For syntax and configuration details, please refer to the NGINX JavaScript docs.

A Better NGINX Startup Experience

In scenarios where an NGINX configuration contains a high number of “locations,” your NGINX startup time may take a considerable amount of time. In many cases, this might not be acceptable. The root issue exists in the sorting algorithm that is used to sort the list of locations.

NGINX R31 introduces an enhancement that swaps out the existing sorting algorithm from insertion sort, which has a time complexity of O(n2), to merge sort with a time complexity of O(n*log n).

In a test configuration with 20,000 locations, it was observed that the total startup time was reduced from 8 seconds to 0.9 seconds after this update.

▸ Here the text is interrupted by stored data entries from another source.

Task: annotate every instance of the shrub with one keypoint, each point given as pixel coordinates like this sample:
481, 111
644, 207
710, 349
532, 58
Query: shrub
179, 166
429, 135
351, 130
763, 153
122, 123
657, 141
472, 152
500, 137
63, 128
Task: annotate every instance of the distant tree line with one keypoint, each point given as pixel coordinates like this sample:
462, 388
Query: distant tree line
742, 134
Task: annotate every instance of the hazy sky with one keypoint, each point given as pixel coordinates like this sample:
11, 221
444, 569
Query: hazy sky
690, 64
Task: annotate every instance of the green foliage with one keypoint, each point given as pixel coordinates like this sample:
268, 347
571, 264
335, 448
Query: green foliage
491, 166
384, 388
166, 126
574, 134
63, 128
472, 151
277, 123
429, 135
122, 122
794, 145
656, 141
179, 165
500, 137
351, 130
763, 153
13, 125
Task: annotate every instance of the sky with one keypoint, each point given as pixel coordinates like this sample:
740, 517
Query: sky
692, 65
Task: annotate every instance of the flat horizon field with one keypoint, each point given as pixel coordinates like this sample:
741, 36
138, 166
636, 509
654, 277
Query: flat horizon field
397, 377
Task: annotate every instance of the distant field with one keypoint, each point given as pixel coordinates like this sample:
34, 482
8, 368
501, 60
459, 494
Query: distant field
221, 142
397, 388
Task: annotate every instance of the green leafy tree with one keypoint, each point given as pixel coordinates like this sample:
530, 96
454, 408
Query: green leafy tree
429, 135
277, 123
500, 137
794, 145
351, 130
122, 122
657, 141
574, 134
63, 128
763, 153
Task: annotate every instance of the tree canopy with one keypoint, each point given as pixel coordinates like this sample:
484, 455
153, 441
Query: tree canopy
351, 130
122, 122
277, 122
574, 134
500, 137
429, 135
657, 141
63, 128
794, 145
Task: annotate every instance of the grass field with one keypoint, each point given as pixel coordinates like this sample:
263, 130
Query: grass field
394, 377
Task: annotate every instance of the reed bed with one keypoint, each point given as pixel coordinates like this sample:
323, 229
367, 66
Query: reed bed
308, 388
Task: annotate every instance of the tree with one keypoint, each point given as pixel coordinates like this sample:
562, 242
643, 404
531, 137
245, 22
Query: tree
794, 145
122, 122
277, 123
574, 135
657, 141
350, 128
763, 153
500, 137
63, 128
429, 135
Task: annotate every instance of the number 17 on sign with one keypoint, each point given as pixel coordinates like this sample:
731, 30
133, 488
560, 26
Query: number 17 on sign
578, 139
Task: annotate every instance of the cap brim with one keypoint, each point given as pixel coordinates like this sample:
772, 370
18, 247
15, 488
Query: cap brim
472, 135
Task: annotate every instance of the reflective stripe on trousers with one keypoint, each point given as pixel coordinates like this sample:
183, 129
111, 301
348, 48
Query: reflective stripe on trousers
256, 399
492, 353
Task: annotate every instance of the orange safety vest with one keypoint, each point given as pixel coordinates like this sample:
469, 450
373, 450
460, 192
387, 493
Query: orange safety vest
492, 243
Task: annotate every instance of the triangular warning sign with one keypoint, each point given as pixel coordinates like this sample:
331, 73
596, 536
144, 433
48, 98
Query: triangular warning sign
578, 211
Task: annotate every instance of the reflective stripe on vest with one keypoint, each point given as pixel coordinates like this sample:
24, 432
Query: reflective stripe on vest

QUIC+HTTP/3 Optimizations and Improvements

NGINX Plus R31 introduces several enhancements and performance optimizations to the QUIC+HTTP/3 implementation, such as:

  • Path maximum transmission unit (MTU) discovery when using QUIC+HTTP/3 – Path MTU is a measurement in bytes of the largest size frame or data packet that can be transmitted across a network. Prior to this change, the QUIC implementation used a path MTU of 1200 bytes for all datagrams. NGINX Plus now has support to discover the path MTU size, which is then used for all outgoing datagrams.
  • Reuse cryptographic context across the entire QUIC session – This optimization relates to the encryption and decryption behavior of QUIC packets. Previously, a separate cryptographic context was created for each encryption or decryption operation. Now, the same context gets used across the whole QUIC session, resulting in better performance.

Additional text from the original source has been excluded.